Die vier Angeklagten, zur Tatzeit 21, zweimal 18 und einmal 17 Jahre alt, sollen sich in den frühen Morgenstunden des 2. Dezember 2017 anlässlich einer Feier in einem Garten in Woltwiesche aufgehalten haben. Aus nichtigem Anlass sei einer der vier Angeklagten mit drei zufällig vorbeikommenden Personen in Streit geraten. Die drei weiteren Angeklagten seien hinzugekommen und hätten die drei Personen körperlich angegriffen.

Einem der drei Angegriffenen sei die Flucht gelungen. Die vier Angeklagten sollen nacheinander die beiden anderen Personen zu Boden geschlagen und diese – am Boden liegend – jeweils zahlreich gemeinsam gegen den Kopf getreten haben. Bei einer Person hätten die Angreifer auch mit Gegenständen, etwa einer Glasflasche, gegen den Kopf geschlagen.

Nachdem Zeugen eingeschritten seien und die Angeklagten mit den Tritten aufgehört haben sollen, sei der Angegriffene noch kurz in der Lage gewesen, sich selbstständig einige Schritte weit wegzuschleppen, bevor er zusammengebrochen sei und das Bewusstsein verloren habe. Er habe eine Schädelprellung mit zahlreichen Kopfplatzwunden, die genäht werden mussten, sowie weitere Prellungen und Hämatome erlitten.

Das andere Opfer sollen die Angeklagten, nachdem es bereits schwer verletzt, bewegungs- und bewusstlos am Boden gelegen habe, nach weiteren Tritten schließlich in einen neben dem Tatort befindlichen Graben gestoßen haben, wobei ihnen das weitere Schicksal gleichgültig gewesen sei. Dieser Angegriffene habe eine Blutung zwischen harter Hirnhaut und Gehirn sowie diverse Schädel- und Gesichtsfrakturen erlitten. Die Verletzungen waren nach Ansicht der Staatsanwaltschaft zumindest potenziell lebensbedrohlich.

Drei der vier Angeklagten sitzen in Untersuchungshaft

Die Angeklagten sollen sich nach den Gewalthandlungen vom Tatort entfernt haben, ohne sich weiter um die Opfer zu kümmern. Dabei hätten sie auch mit der Möglichkeit gerechnet, dass die Verletzten versterben könnten. Alle Angeklagten wurden nach der Tat festgenommen.
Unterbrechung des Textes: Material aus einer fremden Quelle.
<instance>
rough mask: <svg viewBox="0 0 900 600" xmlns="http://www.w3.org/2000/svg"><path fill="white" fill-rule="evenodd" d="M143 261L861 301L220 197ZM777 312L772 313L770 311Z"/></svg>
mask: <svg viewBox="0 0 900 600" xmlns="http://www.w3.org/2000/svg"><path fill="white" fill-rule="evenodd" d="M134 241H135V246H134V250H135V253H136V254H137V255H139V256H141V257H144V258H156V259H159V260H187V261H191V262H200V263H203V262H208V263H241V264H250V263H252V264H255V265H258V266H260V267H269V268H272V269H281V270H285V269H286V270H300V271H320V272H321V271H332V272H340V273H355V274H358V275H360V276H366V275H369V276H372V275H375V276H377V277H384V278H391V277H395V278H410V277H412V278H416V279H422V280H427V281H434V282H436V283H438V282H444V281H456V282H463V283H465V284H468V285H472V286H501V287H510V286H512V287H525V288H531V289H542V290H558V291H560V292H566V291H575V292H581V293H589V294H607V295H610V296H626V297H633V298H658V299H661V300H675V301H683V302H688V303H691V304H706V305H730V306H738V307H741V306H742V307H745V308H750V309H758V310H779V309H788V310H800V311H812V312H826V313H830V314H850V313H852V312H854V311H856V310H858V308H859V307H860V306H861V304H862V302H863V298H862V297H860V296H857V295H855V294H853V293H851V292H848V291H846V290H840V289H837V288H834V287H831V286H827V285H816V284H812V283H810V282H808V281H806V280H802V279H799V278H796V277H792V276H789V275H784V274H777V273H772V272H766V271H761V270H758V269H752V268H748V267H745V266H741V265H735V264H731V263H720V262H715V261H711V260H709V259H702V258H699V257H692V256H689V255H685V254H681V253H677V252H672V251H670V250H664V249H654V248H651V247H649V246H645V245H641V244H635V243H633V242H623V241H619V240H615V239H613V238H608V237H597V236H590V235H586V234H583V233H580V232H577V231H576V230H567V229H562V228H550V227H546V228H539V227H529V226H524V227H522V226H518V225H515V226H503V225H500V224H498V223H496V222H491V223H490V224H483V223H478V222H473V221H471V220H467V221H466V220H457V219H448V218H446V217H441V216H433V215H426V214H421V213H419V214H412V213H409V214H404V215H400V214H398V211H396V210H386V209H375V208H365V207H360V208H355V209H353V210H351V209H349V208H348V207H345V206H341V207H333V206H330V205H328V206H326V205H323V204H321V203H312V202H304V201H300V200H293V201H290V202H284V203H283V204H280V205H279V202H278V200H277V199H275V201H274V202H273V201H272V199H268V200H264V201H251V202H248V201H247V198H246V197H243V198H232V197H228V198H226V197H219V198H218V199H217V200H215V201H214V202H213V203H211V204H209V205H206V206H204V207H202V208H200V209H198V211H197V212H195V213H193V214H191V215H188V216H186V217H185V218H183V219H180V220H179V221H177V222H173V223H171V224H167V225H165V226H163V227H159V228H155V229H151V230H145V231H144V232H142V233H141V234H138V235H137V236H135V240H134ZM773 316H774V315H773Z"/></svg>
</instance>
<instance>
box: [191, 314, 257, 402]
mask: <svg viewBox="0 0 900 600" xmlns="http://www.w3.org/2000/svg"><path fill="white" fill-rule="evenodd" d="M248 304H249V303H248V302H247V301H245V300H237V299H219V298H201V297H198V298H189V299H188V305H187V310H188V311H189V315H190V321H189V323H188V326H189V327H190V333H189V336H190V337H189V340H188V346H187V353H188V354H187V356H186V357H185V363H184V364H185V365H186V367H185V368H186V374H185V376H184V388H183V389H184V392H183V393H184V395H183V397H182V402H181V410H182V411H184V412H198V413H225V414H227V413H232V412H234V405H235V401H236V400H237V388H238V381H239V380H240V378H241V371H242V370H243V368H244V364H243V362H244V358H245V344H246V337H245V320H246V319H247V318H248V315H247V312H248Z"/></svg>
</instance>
Die Untersuchungshaft gegen den zur Tatzeit 17 Jahre alten Angeklagten setzte man gegen Auflagen außer Vollzug, die anderen Angeklagten befinden sich seit dem 3. Dezember in Untersuchungshaft.

Der Fall wird ab Freitag um 9.30 Uhr vor dem Landgericht Hildesheim verhandelt, Fortsetzungen finden jeweils um 9.30 Uhr am 25. und 27. Juni sowie am 2., 6. und 9. Juli statt.